Glance: A transition to the Glance state from the Read or Engage states occurs when the attention engine indicates that there is a stimuli with a curiosity score […] above a certain threshold.
Engage: The Engage state occurs when the attention engine indicates that there is a stimuli [...] to meet a threshold and can be triggered from both Read and Glance states. This state causes the robot to gaze at the person-of-interest with both the eyes and head.
Acknowledge: The Acknowledge state is triggered from either Engage or Glance states when the person-of-interest is deemed to be familiar to the robot.
為了確定注視動作,該系統首先使用RGB-D攝像機識別目標。如果不止一個人可見,系統會為每個人計算一個好奇心分數,目前簡化為基於看到的運動量。根據機器人能看到的人的好奇心得分最高,系統將從各種高級凝視行為狀態中進行選擇,包括:
讀:讀狀態可以被認為是字符的「默認」狀態。當不執行其他狀態時,robot角色將返回到Read狀態。在這裡,角色將出現在閱讀位於軀幹水平。
瞥:當注意引擎顯示有一個好奇心分數[…]高於某個閾值的刺激時,就會從Read或Engage狀態過渡到Glance狀態。
僱傭:Engage狀態發生在注意力引擎指示有一個滿足閾值的刺激[…]並且可以從Read和Glance狀態觸發。這種狀態會使機器人用眼睛和頭注視感興趣的人。
確認:當感興趣的人被認為是機器人所熟悉時,確認狀態從嚙合或掃視狀態觸發。
Running underneath these higher level behavior states are lower level motion behaviors like breathing, small head movements, eye blinking, and saccades (the quick eye movements that occur when people, or robots, look between two different focal points). The term for this hierarchical behavioral state layering is a subsumption architecture, which goes all the way back to Rodney Brooks』 work on robots like Genghis in the 1980s and Cog and Kismet in the 』90s, and it provides a way for more complex behaviors to emerge from a set of simple, decentralized low-level behaviors.
在這些高級行為狀態下運行的是較低層次的運動行為,如呼吸、小頭運動、眨眼和眼跳(當人或機器人在兩個不同的焦點之間觀看時發生的快速眼動)。這種分層行為狀態分層的術語是一種包容體系結構,它可以追溯到羅德尼·布魯克斯(Rodney Brooks)在20世紀80年代對成吉思汗(Genghis)和90年代的Cog和Kismet等機器人的研究,它為更複雜的行為從一系列簡單、分散的低級行為中脫穎而出提供了一種途徑。

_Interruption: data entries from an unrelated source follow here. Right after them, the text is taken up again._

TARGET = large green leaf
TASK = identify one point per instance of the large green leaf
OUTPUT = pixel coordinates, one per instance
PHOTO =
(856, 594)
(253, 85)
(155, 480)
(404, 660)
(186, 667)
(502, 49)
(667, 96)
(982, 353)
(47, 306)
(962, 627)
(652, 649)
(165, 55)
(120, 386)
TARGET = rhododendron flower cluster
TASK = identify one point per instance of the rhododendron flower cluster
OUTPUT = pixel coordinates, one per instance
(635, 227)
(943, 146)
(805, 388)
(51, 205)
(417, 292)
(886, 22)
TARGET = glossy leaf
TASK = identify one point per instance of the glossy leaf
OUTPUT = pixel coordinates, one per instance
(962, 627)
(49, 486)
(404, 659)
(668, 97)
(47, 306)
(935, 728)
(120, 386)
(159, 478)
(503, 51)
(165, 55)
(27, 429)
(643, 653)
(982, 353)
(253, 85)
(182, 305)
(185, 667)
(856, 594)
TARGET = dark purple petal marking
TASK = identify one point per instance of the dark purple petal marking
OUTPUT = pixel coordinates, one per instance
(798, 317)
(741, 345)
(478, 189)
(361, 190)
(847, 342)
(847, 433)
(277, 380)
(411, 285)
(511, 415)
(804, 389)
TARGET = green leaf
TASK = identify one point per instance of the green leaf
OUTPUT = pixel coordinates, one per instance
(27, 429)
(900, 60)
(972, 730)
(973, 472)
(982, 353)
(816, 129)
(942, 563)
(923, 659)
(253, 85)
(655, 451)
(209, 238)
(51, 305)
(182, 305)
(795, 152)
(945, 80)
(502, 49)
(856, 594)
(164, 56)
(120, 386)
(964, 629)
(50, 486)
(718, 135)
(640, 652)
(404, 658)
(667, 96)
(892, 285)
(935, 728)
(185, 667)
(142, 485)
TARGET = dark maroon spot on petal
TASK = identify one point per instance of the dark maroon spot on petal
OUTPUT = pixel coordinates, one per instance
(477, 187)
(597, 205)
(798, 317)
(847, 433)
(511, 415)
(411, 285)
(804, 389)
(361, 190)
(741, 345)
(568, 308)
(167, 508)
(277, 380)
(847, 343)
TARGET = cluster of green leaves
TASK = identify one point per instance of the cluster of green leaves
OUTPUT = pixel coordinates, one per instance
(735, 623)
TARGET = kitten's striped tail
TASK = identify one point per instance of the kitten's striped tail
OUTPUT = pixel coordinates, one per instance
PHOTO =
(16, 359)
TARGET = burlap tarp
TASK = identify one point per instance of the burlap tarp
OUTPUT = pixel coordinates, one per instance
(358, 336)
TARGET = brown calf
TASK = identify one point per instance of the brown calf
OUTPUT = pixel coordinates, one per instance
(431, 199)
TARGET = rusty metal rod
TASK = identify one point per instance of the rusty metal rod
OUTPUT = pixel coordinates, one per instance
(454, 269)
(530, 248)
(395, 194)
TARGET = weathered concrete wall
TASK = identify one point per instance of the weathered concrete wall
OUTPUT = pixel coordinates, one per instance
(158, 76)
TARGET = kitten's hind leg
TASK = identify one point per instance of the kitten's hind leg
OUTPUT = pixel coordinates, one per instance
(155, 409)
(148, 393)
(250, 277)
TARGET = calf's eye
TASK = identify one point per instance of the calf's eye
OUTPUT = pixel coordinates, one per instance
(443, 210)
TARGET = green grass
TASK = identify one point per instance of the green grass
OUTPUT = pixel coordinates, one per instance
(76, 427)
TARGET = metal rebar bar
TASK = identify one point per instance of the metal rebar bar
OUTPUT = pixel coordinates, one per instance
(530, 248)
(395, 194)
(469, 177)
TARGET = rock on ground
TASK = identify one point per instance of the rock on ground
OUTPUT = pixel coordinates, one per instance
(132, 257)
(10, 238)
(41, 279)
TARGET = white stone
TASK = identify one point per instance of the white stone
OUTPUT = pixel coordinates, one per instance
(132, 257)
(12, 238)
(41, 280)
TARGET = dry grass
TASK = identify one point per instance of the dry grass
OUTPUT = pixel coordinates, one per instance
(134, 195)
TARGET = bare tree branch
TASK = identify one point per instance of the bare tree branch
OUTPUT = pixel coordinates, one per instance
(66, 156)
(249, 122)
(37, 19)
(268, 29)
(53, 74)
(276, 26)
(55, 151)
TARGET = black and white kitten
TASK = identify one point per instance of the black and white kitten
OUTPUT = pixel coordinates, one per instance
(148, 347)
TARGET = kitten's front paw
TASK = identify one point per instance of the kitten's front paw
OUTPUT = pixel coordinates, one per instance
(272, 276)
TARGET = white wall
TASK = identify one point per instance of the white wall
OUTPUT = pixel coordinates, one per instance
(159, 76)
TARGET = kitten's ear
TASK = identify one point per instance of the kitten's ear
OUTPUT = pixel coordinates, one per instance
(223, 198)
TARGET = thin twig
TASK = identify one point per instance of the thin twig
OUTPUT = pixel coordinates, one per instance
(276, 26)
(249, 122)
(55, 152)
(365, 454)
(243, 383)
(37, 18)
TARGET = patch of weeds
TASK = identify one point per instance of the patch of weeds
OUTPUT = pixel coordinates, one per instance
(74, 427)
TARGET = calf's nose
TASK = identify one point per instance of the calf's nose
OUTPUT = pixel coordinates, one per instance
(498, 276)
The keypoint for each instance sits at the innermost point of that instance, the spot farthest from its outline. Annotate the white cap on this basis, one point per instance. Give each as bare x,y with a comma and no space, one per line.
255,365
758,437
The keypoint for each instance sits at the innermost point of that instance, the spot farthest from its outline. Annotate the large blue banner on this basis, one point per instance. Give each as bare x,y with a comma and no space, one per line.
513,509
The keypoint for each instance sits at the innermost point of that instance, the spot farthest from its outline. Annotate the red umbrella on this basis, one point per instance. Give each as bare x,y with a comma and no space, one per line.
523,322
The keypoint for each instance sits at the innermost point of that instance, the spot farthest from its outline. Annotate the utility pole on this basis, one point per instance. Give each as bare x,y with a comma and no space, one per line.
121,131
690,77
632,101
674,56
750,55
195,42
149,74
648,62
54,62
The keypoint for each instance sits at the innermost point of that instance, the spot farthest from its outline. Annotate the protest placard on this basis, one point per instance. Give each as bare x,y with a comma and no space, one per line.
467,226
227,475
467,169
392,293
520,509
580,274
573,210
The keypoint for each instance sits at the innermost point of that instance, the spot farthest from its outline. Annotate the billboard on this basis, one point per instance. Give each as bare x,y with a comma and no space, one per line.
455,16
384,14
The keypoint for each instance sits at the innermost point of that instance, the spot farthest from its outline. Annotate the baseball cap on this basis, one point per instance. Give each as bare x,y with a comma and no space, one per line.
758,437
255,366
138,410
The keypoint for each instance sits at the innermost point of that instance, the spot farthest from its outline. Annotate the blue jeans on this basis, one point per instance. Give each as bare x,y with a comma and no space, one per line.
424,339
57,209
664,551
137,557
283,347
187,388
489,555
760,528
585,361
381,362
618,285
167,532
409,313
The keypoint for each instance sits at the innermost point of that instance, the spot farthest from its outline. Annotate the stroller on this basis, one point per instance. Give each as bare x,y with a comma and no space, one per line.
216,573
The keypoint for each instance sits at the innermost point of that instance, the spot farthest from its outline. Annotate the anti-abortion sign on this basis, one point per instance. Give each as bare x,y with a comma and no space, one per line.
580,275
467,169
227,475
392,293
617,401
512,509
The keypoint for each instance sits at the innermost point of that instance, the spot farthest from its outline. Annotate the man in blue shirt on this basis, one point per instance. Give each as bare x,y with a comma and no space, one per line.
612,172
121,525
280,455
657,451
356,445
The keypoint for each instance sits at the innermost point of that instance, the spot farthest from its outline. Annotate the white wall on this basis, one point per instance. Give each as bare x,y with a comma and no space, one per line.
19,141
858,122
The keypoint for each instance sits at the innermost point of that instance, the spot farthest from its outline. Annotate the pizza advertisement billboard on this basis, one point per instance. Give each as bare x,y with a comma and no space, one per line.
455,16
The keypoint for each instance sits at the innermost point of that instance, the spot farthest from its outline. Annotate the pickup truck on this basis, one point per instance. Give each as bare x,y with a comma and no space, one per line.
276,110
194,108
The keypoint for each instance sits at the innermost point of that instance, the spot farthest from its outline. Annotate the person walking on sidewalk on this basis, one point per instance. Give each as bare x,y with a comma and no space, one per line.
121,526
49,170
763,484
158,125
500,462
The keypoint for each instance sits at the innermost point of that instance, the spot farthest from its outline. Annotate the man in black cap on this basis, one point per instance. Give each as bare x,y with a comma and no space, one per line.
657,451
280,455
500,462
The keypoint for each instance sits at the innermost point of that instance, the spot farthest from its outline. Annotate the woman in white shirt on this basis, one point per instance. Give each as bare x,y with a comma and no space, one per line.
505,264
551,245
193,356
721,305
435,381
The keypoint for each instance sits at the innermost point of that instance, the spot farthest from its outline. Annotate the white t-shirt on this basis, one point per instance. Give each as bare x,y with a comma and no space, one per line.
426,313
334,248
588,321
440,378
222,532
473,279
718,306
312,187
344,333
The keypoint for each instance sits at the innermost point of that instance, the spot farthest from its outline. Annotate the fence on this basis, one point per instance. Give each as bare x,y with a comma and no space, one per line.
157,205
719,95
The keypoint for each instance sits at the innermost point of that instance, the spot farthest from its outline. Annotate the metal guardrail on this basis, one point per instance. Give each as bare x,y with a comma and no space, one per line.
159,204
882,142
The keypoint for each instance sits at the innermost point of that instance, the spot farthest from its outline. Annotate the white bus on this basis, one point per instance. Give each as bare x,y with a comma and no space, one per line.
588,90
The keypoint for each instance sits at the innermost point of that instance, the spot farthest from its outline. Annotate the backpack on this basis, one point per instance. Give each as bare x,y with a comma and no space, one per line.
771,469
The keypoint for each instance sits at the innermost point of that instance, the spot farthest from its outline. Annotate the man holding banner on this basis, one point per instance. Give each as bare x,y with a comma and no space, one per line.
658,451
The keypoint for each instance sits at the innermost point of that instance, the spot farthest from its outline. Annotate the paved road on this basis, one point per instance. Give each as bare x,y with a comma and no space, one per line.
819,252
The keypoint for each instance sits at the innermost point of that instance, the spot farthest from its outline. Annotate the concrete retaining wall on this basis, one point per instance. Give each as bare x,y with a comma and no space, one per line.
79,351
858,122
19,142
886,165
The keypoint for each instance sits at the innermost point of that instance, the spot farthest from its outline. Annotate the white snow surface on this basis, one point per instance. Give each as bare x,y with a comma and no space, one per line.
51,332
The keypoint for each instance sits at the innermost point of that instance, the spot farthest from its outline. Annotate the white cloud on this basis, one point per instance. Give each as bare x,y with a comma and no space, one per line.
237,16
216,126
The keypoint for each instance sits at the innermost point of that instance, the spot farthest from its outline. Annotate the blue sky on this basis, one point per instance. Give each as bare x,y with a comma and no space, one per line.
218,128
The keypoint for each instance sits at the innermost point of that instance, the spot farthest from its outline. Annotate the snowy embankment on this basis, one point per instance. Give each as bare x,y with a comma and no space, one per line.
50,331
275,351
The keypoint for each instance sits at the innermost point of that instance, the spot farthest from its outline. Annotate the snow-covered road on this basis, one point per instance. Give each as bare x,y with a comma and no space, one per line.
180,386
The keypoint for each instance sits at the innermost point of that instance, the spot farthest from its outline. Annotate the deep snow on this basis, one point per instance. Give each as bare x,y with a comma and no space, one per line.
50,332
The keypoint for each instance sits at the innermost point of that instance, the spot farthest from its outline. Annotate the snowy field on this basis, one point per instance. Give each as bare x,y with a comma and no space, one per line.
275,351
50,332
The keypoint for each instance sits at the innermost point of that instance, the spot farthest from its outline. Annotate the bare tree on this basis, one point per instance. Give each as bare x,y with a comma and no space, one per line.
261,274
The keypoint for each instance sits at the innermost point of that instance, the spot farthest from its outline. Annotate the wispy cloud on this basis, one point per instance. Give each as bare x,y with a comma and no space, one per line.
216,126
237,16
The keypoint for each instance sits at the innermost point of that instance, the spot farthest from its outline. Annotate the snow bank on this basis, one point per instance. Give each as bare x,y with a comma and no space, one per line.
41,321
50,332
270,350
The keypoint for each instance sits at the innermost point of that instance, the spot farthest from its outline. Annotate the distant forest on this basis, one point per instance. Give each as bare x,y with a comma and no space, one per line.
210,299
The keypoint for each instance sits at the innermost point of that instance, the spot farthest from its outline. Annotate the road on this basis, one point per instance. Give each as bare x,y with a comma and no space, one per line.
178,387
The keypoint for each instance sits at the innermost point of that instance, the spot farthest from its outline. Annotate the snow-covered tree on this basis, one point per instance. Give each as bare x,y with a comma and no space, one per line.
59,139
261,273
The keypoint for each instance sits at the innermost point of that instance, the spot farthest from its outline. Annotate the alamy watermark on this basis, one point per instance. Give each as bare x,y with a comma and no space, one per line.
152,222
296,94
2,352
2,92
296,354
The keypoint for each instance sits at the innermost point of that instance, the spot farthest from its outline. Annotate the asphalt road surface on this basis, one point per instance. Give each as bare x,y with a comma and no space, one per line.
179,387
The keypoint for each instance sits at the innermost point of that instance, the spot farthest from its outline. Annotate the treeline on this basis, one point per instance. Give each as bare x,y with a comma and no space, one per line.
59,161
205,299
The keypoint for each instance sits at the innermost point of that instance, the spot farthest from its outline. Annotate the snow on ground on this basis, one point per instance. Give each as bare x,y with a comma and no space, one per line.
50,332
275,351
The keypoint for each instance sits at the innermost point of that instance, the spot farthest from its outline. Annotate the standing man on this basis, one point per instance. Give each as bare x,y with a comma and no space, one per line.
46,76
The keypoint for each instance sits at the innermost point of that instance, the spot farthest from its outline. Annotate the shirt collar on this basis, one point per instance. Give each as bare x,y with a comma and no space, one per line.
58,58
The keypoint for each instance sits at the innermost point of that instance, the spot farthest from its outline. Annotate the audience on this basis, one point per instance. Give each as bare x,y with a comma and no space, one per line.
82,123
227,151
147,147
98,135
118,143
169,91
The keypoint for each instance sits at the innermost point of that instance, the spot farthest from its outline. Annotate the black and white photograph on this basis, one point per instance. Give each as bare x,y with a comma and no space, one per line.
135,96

Brooks, an emeritus professor at MIT and, most recently, cofounder and CTO of Robust.ai, tweeted about the Disney project, saying: 「People underestimate how long it takes to get from academic paper to real world robotics. 25 years on Disney is using my subsumption architecture for humanoid eye control, better and smoother now than our 1995 implementations on Cog and Kismet.」
布魯克斯,麻省理工學院名譽教授,最近也是穩健.ai他在推特上談到迪斯尼項目時說:「人們低估了從學術論文到現實世界機器人技術所需的時間。迪斯尼25年來一直在使用我的包容架構來控制人眼,現在比我們1995年在Cog和Kismet上的實現更好、更流暢。」